Simulation software acts as an insurance policy against costly mistakes because it enables manufacturers to understand how a product or component will behave before it’s put into use or how it will affect the production line.
ABI Research forecasts that manufacturer spending on simulation software will surpass US$2.6 billion in 2030. Spending will accelerate over the forecast period (growing by CAGR 7.1% between 2022 and 2030) as the user base of simulation software expands in aerospace, automotive, heavy machinery, and the consumer-packaged goods sectors.
Drivers of adoption
Michael Larner, principal analyst, industrial & manufacturing at ABI Research, noted that in the past, manufacturers would create prototypes and test under certain conditions.
He explained that simulation software provides more flexibility by enabling manufacturers to examine how, for example, components in aircraft and automobiles respond to heat and vibration, or how to optimize the layout of a printed circuit board in an electronic device.
“Also, manufacturers’ production lines are moving from batch to continuous manufacturing, so they need the ability to anticipate and alleviate bottlenecks relating to switchovers,” he continued.
Growing use
Simulation software solutions from the likes of Siemens, Dassault Systèmes, and Hexagon help manufacturers not only to create robust products but also expand usage of simulation software by specialists as well as individuals in product development and on the factory floor.

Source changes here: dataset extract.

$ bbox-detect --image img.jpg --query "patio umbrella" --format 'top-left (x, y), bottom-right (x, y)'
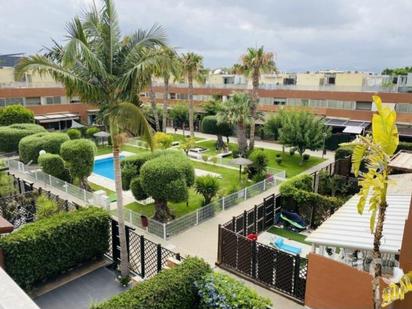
top-left (93, 131), bottom-right (110, 145)
top-left (229, 157), bottom-right (253, 181)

Simulating software now supports a wide number of decision-makers, such as plant managers, systems engineers, and maintenance teams.
Caution ahead
However, vendors of simulation software for industrial applications face some challenges.

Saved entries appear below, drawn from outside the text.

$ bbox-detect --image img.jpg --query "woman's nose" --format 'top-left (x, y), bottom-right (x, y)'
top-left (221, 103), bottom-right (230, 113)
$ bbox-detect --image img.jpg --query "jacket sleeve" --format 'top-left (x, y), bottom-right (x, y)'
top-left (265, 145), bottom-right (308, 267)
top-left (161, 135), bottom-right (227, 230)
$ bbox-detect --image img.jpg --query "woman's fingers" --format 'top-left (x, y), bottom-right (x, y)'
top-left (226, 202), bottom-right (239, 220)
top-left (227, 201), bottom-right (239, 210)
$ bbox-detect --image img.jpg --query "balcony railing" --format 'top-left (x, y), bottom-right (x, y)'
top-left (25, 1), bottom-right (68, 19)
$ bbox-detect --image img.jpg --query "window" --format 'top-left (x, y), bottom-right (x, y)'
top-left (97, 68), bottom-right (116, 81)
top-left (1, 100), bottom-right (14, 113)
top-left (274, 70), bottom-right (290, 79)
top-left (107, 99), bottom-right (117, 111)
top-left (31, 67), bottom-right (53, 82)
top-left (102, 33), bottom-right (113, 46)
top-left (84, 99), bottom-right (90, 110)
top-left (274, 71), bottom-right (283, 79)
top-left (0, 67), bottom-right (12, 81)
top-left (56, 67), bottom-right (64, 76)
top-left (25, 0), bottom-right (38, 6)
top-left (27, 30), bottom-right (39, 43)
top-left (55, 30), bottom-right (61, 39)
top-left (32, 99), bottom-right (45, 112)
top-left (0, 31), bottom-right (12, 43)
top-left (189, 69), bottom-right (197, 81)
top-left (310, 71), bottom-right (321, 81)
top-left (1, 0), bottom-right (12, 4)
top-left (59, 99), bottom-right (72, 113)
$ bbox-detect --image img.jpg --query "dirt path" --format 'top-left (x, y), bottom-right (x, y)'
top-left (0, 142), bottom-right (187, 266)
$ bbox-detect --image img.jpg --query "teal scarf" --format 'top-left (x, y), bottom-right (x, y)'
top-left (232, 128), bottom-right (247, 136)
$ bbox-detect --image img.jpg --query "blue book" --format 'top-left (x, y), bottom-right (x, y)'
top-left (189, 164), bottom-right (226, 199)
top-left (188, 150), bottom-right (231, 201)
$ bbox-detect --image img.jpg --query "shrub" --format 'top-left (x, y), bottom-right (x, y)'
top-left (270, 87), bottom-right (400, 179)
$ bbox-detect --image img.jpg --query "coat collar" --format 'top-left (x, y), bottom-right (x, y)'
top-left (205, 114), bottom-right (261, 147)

Larner warns, however, that there is also a persistent tribal knowledge within some facilities where staff is hostile to change and so suppliers will need to overcome their lack of trust in simulation results.
“Suppliers will also need to work with their customers to understand the performance parameters and the acceptable trade-offs in different verticals so that findings are based on reality and users trust the results,” Larner concluded.